Jealousy With a Halo

There's a great quote by H. G. Wells that you may have heard before. I came across it again, recently:

"Moral indignation is just jealousy with a halo."

Boy, is that ever true and have I been guilty of it, sometimes! Actually, it's something that most coaches are guilty of on frequent occasions, especially when it comes to each other.

Coaches know that everyone is doing their best (Or, as they say at CTI, "Nobody gets to be wrong.") and we usually remember this when we're with our clients, but we can be a bit judgmental when it comes to other coaches.

Especially if we're feeling slighted or overlooked, while someone else is out there basking in the limelight.

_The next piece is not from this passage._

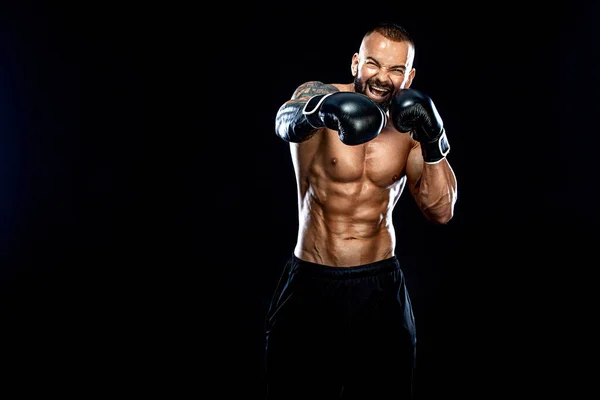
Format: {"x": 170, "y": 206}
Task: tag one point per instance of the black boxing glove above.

Here's the phrase that I most often hear: "So-n-so is so out of integrity!" That's coach-ese for, "I'm passing judgment on this person, but I want to sound enlightened while I do it."

We're the community that believes that integrity always comes first. Unfortunately, we tend to remember that most when it comes to other coaches. What we forget is that it's our own integrity that we need to mind, not someone else's.

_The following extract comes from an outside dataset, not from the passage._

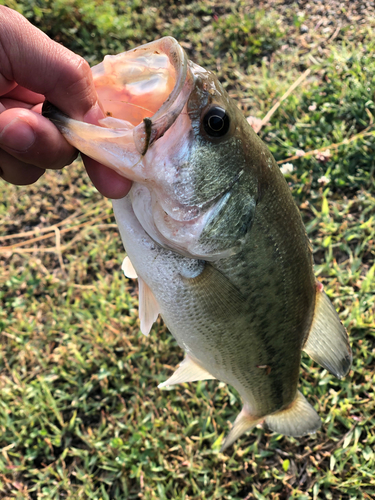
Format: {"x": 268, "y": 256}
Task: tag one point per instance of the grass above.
{"x": 80, "y": 413}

I have to admit that I've used this phrase, myself, so I'm not exactly guilt-free. (Ouch! I hate it when I'm flawed!)

But like most negative energy, it's easier for us to feel it when it's aimed us. When we're the ones doing the aiming, it actually feels pretty good!

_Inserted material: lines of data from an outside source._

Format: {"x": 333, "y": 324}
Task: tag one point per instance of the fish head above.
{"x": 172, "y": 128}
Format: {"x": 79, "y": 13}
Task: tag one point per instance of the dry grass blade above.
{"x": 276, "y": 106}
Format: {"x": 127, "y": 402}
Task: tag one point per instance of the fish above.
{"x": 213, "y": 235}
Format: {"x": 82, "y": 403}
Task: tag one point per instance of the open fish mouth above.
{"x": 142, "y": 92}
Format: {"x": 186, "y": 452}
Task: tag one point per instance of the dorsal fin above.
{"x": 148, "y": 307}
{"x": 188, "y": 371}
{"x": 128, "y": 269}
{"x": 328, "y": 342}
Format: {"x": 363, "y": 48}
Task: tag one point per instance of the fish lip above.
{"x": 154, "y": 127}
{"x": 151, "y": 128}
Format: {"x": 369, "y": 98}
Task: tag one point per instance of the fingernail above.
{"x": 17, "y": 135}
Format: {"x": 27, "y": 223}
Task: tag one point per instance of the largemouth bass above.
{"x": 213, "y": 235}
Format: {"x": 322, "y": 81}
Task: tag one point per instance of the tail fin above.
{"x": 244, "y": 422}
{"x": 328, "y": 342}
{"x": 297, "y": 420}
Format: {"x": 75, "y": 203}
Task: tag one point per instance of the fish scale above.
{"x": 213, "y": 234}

That's how I became aware of the phrase, "So-n-so is so out of integrity!" because occasionally, that phrase gets aimed at me! Do you hear the moral indignation in it? When it happened I thought, "Well that's pretty judgmental!" Which, of course is just another judgment, but it gave me the opportunity to feel right, again.

I don't know about you, but I don't want to go through life wearing a "jealousy halo". The problem is that the line between discernment, which is vital and judgment, which just keeps us stuck in our egos, is so faint that we often cross it before we've realized it.

It has to be in order for us to continue going around in that fog called, I'm-right-and-they're-wrong, which clouds our reality but feels oh so comfy to our egos.

So the answer is, no doubt, to get our egos out of the way, but that's easier to say than to do.

They've been trying that in the field of psychology for decades, but have you ever noticed the number of pejorative terms that have filtered from psychology into modern usage? Terms that originally had the neutral tone of professionalism, like moron and idiot, have become common playground insults.

And then there's the ever popular, "So-n-so is so neurotic!" Yep, I've used that one, too.

And some folks have created rules that can help get the ego out of the way like, focus on the action, not on the person. In Christianity that translates into "Love the person, hate the sin."

I think regardless of the rules and words we use, egotistical judgments can easily creep into our comments and the people we're aiming them at will notice it before we do.

Judging others comes out of feeling bad. It's a way of off-loading our bad feelings and it creates a nice little fiction for us: "I'm just fine, but So-n-so has problems!" We feel better and make up a story to support why we feel better.

So if we don't dump those feelings on others, what do we do with them?

We can acknowledge our feelings. And experience them. It feels bad to be left out, just like it feels bad to be judged. End of story.

That's discernment. It has integrity and it is enlightened.

When your true feelings have fully registered with you, they will move on. And the information that you receive from your true feelings will help you create a life you really want.